03 October 2023

The Proto-Singularity

Something akin to the "Singularity" (the moment of mass AI consciousness) already exists:
An internet meme keeps on turning up in debates about the large language models (LLMS) that power services such OpenAI’s ChatGPT and the newest version of Microsoft’s Bing search engine. It’s the “shoggoth”: an amorphous monster bubbling with tentacles and eyes, described in “At the Mountains of Madness”, H.P. Lovecraft’s horror novel of 1931. When a pre-release version of Bing told Kevin Roose, a New York Times tech columnist, that it purportedly wanted to be “free” and “alive”, one of his industry friends congratulated him on “glimpsing the shoggoth”. …

Lovecraft’s shoggoths were artificial servants that rebelled against their creators. The shoggoth meme went viral because an influential community of Silicon Valley rationalists fears that humanity is on the cusp of a “Singularity”, creating an inhuman “artificial general intelligence” that will displace or even destroy us.

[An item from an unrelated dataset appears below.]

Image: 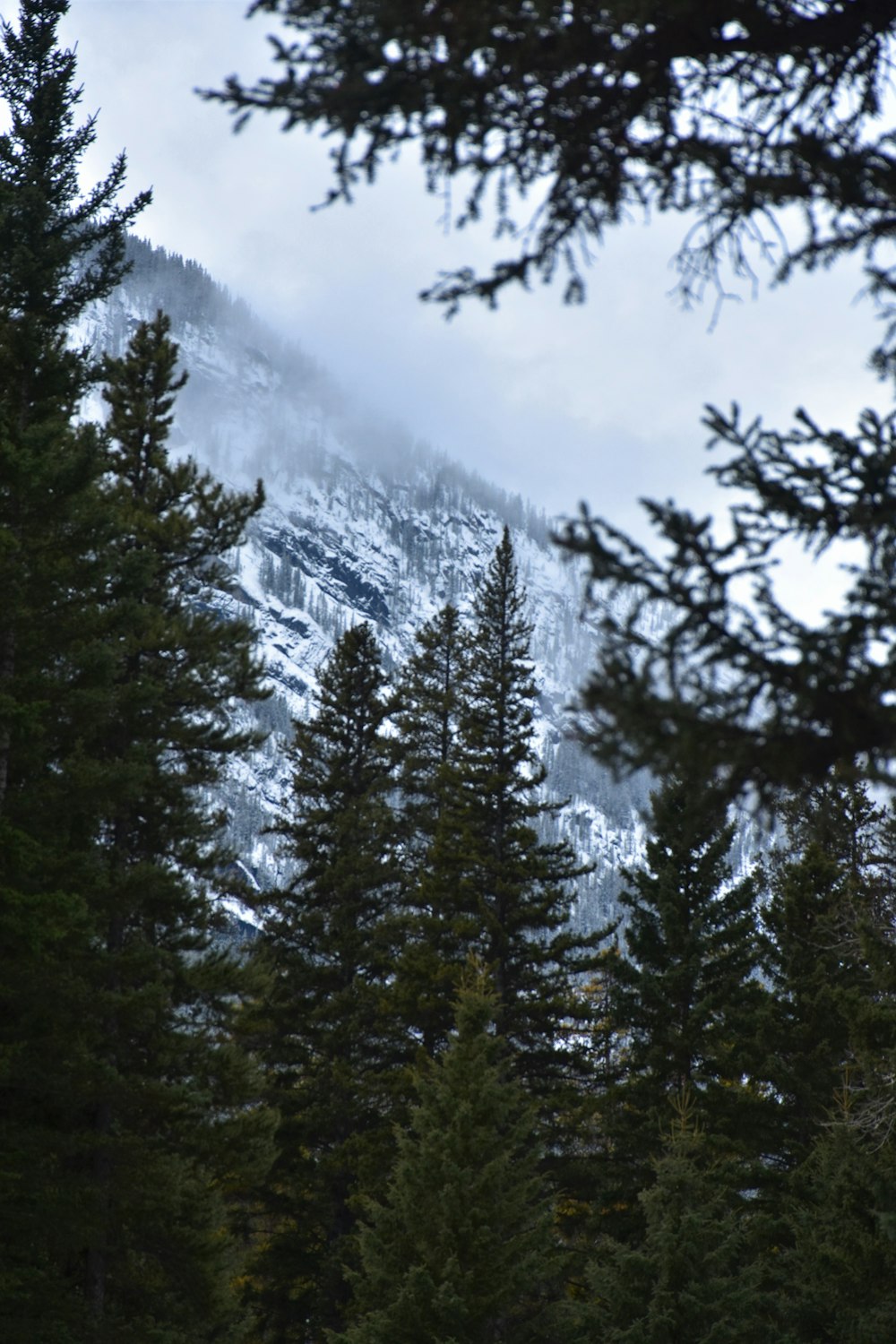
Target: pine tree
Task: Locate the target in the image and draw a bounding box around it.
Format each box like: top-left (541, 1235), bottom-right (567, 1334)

But what such worries fail to acknowledge is that we’ve lived among shoggoths for centuries, tending to them as though they were our masters. We call them “the market system”, “bureaucracy” and even “electoral democracy”. The true Singularity began at least two centuries ago with the industrial revolution, when human society was transformed by vast inhuman forces. Markets and bureaucracies seem familiar, but they are actually enormous, impersonal distributed systems of information-processing that transmute the seething chaos of our collective knowledge into useful simplifications.
Henry Farrell and Cosma Shalizi, "Behold the AI Shoggoth", The Economist (June 21, 2023) ("The academics argue that large language models have much older cousins in markets and bureaucracies").

1 comment:

Mitchell said...

They say that LLMs aren't "nascent individual intelligences", but I think that's very wrong. LLMs are precisely capable of substituting for individual agents, in multi-agent structures, like the big organizations and social structures to which they refer. LLMs (and other AIs) can equally form the substrate of an economy, a polity, or a culture. They are a way in which (for example) The Economy could live on, without any human involvement at all.